As advised for the Pilot Paper, you should not attempt the CBE demo until you have completed your study of all areas of the syllabus: www.accaglobal.com/en/student/Exams/Computer-based-exams/CBE-demonstration.html

Examiner’s approach interview
This is an interview between the examiner and an interviewer, using professional actors. This resource is available as an audio or visual presentation and contains an introduction by the examiner to show where the paper being discussed fits, with regard to the ACCA Qualification, and to highlight links to other papers. It covers the overall concept and main themes of the paper, the main content areas, the exam structure, and any tips and pitfalls in studying and revising for the paper itself. Finally, it gives a list of resources available to support learning. For example, for Paper F3: www.accaglobal.com/en/student/qualification-resources/acca-qualification/acca-exams/f3-exams/exams-f33.html

Examiner’s approach article (see technical articles below)
This is an article that the examiner originally wrote when the syllabus was being developed, to explain the syllabus content and exam structure.
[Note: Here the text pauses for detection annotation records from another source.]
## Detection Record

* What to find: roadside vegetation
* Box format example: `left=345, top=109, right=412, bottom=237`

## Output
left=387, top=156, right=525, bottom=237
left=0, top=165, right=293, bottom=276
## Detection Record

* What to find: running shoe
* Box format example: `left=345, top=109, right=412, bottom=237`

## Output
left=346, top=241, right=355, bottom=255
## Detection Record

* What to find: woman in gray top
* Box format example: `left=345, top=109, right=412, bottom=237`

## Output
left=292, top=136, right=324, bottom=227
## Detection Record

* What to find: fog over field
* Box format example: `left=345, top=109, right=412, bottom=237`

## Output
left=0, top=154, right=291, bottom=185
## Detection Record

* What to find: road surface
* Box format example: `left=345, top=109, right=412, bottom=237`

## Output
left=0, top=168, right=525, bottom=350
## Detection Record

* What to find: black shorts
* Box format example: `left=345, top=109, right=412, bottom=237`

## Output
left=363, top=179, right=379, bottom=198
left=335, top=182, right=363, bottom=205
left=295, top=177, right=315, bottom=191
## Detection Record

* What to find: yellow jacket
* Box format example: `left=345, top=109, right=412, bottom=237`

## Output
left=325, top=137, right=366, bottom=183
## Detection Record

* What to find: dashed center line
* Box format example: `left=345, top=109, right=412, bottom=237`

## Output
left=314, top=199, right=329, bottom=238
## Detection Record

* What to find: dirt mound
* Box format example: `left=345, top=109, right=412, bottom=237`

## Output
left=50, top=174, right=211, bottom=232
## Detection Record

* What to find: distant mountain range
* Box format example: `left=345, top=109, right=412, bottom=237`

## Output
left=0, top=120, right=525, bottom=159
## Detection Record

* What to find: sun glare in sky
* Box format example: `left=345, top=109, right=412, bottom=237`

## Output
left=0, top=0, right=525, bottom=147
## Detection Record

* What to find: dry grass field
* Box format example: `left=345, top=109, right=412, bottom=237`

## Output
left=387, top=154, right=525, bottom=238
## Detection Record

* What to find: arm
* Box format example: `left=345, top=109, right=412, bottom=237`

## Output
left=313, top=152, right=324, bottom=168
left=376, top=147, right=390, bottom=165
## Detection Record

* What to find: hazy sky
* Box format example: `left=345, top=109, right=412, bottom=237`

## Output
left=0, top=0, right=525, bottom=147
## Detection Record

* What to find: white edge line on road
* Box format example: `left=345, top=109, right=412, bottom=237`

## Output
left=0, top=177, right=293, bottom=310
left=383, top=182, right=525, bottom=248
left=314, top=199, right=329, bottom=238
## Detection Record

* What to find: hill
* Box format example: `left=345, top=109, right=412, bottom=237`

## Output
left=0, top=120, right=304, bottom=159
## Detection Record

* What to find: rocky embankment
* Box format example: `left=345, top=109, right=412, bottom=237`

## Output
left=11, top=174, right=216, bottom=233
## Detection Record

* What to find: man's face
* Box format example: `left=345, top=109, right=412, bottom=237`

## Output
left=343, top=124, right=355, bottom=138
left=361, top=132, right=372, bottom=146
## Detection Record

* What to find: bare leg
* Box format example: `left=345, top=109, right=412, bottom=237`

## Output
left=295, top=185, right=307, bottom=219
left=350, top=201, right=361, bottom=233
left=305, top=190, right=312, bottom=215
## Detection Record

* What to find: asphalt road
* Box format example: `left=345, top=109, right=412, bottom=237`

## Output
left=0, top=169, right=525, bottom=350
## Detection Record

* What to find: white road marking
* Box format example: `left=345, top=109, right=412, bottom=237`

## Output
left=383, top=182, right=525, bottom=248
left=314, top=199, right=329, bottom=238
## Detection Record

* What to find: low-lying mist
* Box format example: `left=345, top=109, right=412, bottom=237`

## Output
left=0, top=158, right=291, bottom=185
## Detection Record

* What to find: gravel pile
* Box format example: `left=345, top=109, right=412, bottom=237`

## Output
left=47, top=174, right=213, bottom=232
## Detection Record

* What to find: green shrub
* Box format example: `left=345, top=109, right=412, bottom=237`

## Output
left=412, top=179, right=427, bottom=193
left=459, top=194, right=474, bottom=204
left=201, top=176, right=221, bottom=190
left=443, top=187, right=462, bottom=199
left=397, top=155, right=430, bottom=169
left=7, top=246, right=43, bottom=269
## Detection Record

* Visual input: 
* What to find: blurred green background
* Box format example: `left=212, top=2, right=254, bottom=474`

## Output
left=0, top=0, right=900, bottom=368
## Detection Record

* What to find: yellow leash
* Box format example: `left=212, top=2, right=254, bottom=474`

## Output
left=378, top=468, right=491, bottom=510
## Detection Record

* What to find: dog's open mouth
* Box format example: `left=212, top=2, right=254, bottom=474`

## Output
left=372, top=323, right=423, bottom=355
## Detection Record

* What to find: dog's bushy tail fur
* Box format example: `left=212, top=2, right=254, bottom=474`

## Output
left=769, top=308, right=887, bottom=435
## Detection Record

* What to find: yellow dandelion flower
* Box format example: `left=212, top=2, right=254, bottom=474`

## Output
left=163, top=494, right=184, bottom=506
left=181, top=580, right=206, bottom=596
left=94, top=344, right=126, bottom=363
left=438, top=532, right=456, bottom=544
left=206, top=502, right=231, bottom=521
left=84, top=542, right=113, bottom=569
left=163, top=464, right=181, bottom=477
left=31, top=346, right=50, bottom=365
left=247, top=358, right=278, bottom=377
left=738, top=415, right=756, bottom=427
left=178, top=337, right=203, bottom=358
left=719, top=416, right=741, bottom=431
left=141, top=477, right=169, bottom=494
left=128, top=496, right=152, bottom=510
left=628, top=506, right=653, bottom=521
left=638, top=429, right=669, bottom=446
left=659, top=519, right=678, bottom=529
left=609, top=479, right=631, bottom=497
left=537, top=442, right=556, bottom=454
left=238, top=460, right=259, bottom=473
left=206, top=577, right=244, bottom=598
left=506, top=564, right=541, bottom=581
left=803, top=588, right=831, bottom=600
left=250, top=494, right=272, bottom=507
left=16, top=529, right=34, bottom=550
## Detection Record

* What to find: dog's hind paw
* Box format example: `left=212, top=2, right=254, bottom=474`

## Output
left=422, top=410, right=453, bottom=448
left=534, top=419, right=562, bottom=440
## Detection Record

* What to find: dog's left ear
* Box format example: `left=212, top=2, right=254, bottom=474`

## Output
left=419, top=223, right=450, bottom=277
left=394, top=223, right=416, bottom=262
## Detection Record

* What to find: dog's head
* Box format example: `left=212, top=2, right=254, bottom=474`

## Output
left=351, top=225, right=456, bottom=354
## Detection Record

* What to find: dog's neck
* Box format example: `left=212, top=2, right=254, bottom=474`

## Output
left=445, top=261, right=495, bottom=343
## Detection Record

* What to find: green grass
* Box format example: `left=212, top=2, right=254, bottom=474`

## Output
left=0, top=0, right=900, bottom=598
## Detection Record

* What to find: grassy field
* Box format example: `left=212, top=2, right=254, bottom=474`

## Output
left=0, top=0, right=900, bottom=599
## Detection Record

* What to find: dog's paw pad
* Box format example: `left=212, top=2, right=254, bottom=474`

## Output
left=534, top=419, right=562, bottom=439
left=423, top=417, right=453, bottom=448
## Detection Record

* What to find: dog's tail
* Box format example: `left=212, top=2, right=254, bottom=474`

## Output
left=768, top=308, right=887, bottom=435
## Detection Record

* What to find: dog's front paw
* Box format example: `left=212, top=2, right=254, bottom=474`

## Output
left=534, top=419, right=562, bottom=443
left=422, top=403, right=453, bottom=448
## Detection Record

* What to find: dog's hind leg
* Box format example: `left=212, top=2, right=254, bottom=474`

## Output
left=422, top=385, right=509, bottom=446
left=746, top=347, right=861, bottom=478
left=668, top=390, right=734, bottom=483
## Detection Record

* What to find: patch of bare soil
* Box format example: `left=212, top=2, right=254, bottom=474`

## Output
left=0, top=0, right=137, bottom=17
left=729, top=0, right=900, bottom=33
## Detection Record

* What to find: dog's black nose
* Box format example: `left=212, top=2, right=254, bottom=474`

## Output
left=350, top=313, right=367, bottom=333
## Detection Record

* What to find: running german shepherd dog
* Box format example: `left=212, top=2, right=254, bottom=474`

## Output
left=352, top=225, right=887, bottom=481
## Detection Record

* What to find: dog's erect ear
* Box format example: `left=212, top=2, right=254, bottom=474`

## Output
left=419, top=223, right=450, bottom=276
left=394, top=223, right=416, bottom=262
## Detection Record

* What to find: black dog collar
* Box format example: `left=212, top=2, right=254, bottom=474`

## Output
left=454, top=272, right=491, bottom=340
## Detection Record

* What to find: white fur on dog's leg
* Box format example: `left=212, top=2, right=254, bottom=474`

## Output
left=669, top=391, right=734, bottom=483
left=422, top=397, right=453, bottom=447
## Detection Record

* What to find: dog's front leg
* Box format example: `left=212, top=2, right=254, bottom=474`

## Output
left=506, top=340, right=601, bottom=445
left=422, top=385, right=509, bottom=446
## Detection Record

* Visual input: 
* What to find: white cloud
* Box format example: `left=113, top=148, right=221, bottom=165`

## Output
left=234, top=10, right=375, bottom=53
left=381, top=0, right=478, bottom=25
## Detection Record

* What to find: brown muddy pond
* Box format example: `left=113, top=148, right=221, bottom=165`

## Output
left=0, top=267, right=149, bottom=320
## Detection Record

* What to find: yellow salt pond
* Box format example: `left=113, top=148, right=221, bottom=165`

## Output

The article provides advice on how to prepare for the paper, covering many of the same areas as in the examiner’s approach interview.

Examiner’s report
The examiner’s report is written after every exam session. In the report, the examiner analyses the question statistics from the exam, looks at those questions where candidates had the most difficulty, and uses a representative sample of these questions to explain any misunderstandings that candidates may have had and to clarify specific areas of the syllabus where knowledge or understanding may have been weak. Although these reports are based on the paper-based exams, the findings are relevant to candidates taking exams both on paper or computer, since the same syllabus is being assessed for each. For example for Paper F1: www.accaglobal.com/en/student/qualification-resources/acca-qualification/acca-exams/f1-exams/examiners-reports.html

Technical articles
Technical articles include any article published in student accountant which is relevant to the syllabus. These are an invaluable resource, providing additional background reading to support information published in the official textbooks. For example for Paper F1: www.accaglobal.com/en/student/qualification-resources/acca-qualification/acca-exams/f1-exams/exams-f13.html

All of the above resources are available on the ACCA website. To find them, access the Students and Affiliates channel, then click on Study, exams and exemptions, then on Exam paper resources and then on ACCA Qualification, Fundamentals Level, clicking on Paper F1, F2 or F3 as appropriate.

CONCLUSION
The Knowledge module exams are different in structure to the other ACCA Qualification exams, and are designed to assess knowledge and comprehension as broadly as possible across the syllabus in order to give students a good foundation before progressing to the Skills module.

There is a wide range of support materials available to Knowledge module students, both from the ACCA website and from ACCA official publishers. Students should try and make full use of all the resources available and ensure that they have a copy of one of the official ACCA study texts written for the relevant paper.